Baghdadi al-MahmoudiBaghdadi al-Mahmoudi© Reuters

Les diligences du parquet de Paris ont été réalisées dans le cadre de l’enquête préliminaire ouverte après la plainte pour « faux » déposée par Nicolas Sarkozy contre Mediapart, qui avait répliqué en déposant plainte à son tour contre l’ex-chef de l’Etat pour « dénonciation calomnieuse ». 

Le 28 avril dernier, Mediapart avait révélé un document officiel libyen faisant état de la promesse d’un versement de 50 millions d’euros à l’occasion de la campagne présidentielle de 2007 de M. Sarkozy (voir ici). D’après cette note datée de décembre 2006, l’opération avait été supervisée par le Comité populaire général, soit le gouvernement libyen, dont M. Baghdadi était alors le chef.

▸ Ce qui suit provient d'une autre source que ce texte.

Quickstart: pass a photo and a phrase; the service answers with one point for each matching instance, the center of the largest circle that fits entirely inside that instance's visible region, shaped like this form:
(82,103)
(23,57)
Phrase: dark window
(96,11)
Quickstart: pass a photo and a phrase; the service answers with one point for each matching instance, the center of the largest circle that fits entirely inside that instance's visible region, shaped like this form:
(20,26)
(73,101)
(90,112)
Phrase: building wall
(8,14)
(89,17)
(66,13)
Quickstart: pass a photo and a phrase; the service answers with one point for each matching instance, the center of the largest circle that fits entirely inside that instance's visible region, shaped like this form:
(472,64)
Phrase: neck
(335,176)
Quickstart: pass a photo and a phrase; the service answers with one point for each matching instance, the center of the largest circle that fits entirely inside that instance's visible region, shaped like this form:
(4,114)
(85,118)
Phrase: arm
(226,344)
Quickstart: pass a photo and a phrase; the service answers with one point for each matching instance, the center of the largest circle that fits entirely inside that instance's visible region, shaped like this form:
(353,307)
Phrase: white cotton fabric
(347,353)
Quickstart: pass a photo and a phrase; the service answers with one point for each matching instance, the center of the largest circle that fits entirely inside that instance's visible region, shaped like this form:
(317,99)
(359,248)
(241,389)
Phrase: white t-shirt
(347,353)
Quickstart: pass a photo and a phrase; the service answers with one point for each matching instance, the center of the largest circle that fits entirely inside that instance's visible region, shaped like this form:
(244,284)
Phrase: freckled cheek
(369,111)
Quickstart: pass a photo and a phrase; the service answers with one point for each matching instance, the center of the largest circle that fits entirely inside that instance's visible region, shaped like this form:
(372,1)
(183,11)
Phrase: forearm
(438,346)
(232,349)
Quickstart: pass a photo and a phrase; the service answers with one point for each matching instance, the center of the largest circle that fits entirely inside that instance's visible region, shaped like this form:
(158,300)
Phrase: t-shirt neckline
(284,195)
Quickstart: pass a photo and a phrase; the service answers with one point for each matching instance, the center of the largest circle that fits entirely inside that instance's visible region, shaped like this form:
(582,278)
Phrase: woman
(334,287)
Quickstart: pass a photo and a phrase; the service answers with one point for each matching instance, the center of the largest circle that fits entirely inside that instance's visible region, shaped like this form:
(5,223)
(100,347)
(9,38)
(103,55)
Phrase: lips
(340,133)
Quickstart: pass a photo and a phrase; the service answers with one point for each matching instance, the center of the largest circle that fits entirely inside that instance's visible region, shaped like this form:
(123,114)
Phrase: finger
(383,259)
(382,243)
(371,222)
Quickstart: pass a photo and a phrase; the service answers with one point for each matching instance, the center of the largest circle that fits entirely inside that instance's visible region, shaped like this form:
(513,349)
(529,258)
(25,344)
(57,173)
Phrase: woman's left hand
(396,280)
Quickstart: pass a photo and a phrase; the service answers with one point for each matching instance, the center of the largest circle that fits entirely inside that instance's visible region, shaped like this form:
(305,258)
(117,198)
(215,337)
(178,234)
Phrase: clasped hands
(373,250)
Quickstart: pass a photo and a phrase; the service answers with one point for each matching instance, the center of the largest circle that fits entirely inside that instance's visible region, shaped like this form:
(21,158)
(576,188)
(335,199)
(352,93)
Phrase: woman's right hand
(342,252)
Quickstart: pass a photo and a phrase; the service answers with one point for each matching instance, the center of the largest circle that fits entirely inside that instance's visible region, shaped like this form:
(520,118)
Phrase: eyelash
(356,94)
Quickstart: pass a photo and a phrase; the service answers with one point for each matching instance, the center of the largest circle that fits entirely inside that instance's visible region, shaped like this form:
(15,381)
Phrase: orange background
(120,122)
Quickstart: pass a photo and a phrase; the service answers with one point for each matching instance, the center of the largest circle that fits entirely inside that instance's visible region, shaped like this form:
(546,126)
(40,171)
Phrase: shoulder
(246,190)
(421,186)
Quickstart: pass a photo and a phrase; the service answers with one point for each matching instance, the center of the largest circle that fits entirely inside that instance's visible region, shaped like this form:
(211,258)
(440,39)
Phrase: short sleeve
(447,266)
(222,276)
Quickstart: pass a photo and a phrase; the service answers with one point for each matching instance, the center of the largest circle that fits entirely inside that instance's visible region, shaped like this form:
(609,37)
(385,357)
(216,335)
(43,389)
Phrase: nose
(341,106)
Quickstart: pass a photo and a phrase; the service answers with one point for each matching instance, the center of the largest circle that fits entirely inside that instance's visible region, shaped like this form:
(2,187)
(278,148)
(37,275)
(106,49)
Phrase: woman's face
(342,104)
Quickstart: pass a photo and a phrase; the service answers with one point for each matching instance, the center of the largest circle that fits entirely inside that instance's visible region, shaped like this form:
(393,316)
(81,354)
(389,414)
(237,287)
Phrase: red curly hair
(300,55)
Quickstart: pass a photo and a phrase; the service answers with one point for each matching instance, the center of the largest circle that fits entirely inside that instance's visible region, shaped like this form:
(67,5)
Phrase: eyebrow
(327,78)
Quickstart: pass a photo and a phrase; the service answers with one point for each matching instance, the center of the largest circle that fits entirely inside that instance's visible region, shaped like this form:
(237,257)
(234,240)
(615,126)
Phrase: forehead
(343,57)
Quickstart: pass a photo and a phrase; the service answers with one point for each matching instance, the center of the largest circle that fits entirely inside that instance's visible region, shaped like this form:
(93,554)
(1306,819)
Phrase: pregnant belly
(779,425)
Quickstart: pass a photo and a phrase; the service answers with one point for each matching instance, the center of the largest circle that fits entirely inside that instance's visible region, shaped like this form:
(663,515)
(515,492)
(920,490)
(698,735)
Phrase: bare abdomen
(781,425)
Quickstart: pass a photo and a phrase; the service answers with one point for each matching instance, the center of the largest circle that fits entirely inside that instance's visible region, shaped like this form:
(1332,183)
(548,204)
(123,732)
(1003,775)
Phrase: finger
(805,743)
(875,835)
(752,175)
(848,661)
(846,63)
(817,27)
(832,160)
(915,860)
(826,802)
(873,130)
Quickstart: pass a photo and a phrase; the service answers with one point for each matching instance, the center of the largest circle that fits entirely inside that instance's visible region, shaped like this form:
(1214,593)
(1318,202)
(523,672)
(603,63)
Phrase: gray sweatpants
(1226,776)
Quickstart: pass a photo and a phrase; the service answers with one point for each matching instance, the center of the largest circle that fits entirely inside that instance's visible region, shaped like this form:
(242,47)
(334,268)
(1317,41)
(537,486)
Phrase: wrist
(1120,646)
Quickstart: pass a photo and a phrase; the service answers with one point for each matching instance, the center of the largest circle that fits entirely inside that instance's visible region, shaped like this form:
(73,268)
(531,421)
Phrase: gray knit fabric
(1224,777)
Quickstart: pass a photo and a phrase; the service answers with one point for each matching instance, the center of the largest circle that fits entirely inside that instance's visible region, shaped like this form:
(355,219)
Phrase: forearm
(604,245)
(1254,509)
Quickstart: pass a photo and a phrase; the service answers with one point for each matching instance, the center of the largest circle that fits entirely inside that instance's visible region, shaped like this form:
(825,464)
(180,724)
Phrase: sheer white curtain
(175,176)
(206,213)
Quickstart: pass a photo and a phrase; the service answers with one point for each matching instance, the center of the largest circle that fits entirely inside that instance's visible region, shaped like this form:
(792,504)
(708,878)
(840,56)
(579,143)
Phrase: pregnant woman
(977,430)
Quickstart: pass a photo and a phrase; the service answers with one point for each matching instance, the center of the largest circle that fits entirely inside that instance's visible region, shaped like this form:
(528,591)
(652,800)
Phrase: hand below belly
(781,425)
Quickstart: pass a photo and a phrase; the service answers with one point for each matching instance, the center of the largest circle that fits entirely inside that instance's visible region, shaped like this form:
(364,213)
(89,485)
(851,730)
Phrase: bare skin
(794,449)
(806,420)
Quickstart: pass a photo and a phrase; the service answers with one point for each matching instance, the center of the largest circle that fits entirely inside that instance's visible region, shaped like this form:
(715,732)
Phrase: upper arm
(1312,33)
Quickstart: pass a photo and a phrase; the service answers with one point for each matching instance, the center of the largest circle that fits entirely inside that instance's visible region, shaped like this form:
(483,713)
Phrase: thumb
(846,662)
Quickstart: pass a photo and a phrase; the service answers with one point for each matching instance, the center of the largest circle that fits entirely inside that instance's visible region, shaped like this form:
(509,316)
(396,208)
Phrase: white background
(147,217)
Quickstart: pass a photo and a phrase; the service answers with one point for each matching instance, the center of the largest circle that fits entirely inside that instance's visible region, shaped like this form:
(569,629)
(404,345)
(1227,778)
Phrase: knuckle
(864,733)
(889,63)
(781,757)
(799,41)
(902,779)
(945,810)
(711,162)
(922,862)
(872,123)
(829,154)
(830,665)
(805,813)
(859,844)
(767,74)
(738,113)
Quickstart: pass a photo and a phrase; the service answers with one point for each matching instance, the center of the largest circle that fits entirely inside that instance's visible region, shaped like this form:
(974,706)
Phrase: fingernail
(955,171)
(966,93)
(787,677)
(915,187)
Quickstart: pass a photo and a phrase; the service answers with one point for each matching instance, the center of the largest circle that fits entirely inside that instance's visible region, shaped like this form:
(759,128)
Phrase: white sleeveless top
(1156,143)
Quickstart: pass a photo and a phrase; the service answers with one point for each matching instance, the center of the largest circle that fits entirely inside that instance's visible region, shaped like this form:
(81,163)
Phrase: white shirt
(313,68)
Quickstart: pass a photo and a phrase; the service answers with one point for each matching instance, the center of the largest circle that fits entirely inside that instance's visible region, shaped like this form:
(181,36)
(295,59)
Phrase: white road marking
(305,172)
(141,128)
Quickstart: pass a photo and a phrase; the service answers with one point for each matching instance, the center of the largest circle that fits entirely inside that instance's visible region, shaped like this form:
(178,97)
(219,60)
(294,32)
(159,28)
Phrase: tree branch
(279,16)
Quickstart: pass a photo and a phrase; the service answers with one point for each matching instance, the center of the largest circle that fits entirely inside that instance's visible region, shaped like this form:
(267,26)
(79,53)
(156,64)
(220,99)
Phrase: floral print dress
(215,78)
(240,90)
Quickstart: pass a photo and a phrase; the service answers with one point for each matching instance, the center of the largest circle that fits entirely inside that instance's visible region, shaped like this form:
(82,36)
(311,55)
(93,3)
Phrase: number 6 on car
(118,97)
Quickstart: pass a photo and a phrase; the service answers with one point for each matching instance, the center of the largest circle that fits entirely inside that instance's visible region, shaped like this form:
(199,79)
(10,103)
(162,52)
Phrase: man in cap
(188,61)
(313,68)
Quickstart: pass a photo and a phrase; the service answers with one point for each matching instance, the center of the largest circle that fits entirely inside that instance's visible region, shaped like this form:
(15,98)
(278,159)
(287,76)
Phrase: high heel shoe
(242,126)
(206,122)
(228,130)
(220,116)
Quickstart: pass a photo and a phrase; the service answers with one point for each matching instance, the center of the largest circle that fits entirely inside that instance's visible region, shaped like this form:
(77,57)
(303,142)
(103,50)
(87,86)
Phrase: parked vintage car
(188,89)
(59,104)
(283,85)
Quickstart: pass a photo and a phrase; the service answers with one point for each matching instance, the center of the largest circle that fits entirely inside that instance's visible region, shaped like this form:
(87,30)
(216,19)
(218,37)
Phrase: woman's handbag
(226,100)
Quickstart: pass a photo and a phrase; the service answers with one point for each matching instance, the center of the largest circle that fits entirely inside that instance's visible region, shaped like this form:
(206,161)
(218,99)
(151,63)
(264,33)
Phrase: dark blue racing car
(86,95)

Les enquêteurs de la police judiciaire ont entendu il y a quelques jours l’ancien ministre Brice Hortefeux, cité dans le document, comme l’a rapporté RTL.

A deux reprises, les avocats de Mediapart, Mes Jean-Pierre Mignard et Emmanuel Tordjman, ont écrit au procureur de la République de Paris pour lui demander que M. Baghdadi, témoin clé des relations secrètes entre la France et la Libye entre 2005 et 2011, soit entendu par la justice française (voir ici). Pour cause : de nombreux avocats tunisiens de l’ancien chef du gouvernement libyen (Mes Korchid, Bouaouaja, Ben Othmane et Essid) ont confirmé publiquement ces dernières semaines que leur client avait évoqué avec eux l’existence d’un financement occulte de M. Sarkozy en 2007.